Here is an executive summary of my thoughts on the discussion so far:
*How much of ISO-8601 should the Elixir standard library support?*
Of course everyone would love full support out of the box, but as Kip
describes this is a massive surface area in terms of development and
maintenance, so I also feel as if an external library is the best home for
comprehensive approaches, at least for now. We should support the bare
minimum to handle common cases.
*What is the bare minimum? What are the common cases?*
Arguably, ordinal dates are not super common. However, as Paul points out,
the `{Date, DateTime, Time, NaiveDatetime}.from_iso8601` class of functions
set certain expectations here, and they defer to `Calendar.ISO`, which is
why the PR makes changes to `Calendar.ISO.{parse_date,
parse_naive_datetime, parse_utc_datetime}` functions. More importantly, the
`from_iso8601` functions power the date, time, and datetime sigils that are
wildly common and useful, so it is important we get them right.

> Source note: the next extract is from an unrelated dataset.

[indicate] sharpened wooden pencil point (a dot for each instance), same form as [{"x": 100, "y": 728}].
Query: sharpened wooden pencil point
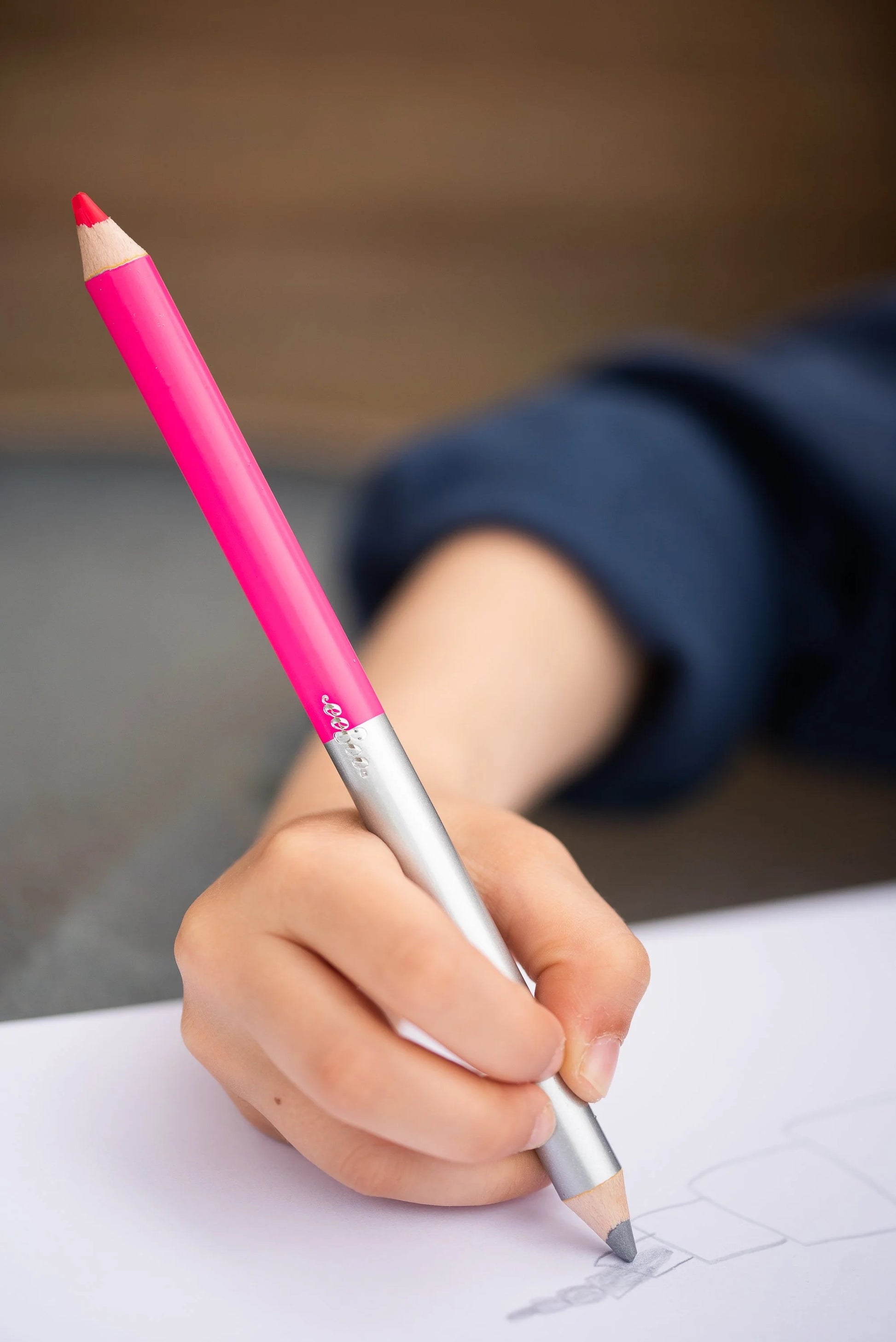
[{"x": 605, "y": 1209}]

To me this suggests that we are committed to supporting at a minimum the
explicit fully-qualified date, time, and datetime parts of the ISO-8601
spec that do not require "prior agreement" between parties. This takes the
following components of the spec off the table:
- The by-agreement expanded year references via `±YYYY` to represent years
outside the 0000-9999 range
- References to things that cannot become fully-qualified dates, times, or
datetimes: like year, month, week, hour, or minute -resolution references
(via the "week" and "reduced precision" notations)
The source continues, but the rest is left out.